Cerco di spiegargli che era
soltanto per un attimo, volevo giusto controllare qualche cosa, ma lui mi
incalza, dice che lo sto prendendo per uno stupido, che sa benissimo cosa stia
facendo. All’improvviso provo un senso estremo di sgradevolezza per la persona
che ho davanti: proseguo a piagnucolare mentre a lui non interessa proprio
niente di tutte le mie scuse e di tutto ciò che riesco a dirgli; così mi muovo sulle
gambe senza più neanche guardarlo, come cercando di sfuggirgli, ma lui mi para
la strada, mi fronteggia, non mi lascia neppure uno spiraglio per respirare.
Perdo il controllo, penso che
potrei ucciderlo se avessi un’arma, eppure non vorrei toccarlo, mi fa ribrezzo
la sua faccia, l’espressione, quel suo corpo da grande professore, con il
camice pulito e ben stirato, quei capelli pettinati e quegli occhiali tutti
lucidi.

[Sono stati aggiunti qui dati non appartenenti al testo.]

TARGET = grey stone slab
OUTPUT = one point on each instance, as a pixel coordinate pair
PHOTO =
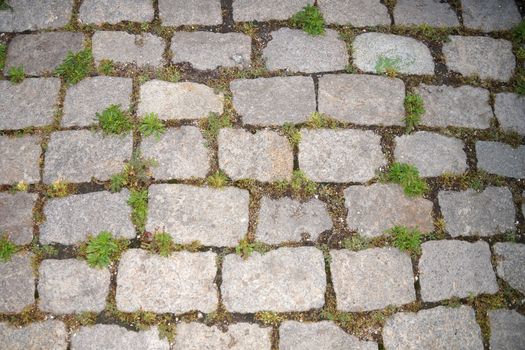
(179, 153)
(239, 336)
(17, 284)
(216, 217)
(464, 106)
(274, 101)
(432, 154)
(63, 287)
(410, 55)
(376, 208)
(115, 11)
(207, 50)
(501, 159)
(179, 100)
(179, 283)
(41, 53)
(120, 47)
(480, 56)
(265, 156)
(327, 155)
(30, 103)
(453, 268)
(282, 280)
(437, 328)
(20, 159)
(93, 95)
(79, 156)
(296, 51)
(362, 99)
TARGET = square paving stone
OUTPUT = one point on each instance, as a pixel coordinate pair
(93, 95)
(41, 53)
(79, 156)
(449, 269)
(179, 283)
(214, 217)
(274, 101)
(282, 280)
(32, 102)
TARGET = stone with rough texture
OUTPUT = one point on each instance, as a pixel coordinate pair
(452, 268)
(296, 51)
(274, 101)
(264, 156)
(179, 283)
(362, 99)
(30, 103)
(480, 56)
(286, 220)
(71, 286)
(179, 100)
(340, 155)
(432, 154)
(372, 279)
(376, 208)
(282, 280)
(206, 50)
(179, 154)
(43, 52)
(409, 55)
(437, 328)
(93, 95)
(214, 217)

Mi mordo una mano mentre ringhio, lui continua ad irritarmi, io stringo
più forte, mi faccio uscire il sangue. Infine mi strappo la camicia, urlo e
faccio a pezzi tutto quello che le mie mani riescono a ghermire, e lui neppure
mi frena, anzi lascia che io continui a dare compimento a tutte le mie azioni.
Cado a terra, mi copro il viso con
le mani, e resto in questo modo, nell’attesa che tutto ormai precipiti, che
accada così l’inevitabile, che mi trascinino via, mi facciano anche a me un’iniezione
di tranquillante. Trascorrono i minuti, mi calmo, torno ad aprire gli occhi e
mi accorgo che sono solo nello spogliatoio, non è successo niente di quello che
avevo immaginato. Quando torno a rimettermi in piedi, mi accorgo di tremare:
siamo tutti uguali, torno a pensare; siamo tutti con qualcosa fuori posto,
convinti di essere perfetti, razionali, degni della stima di ogni altro.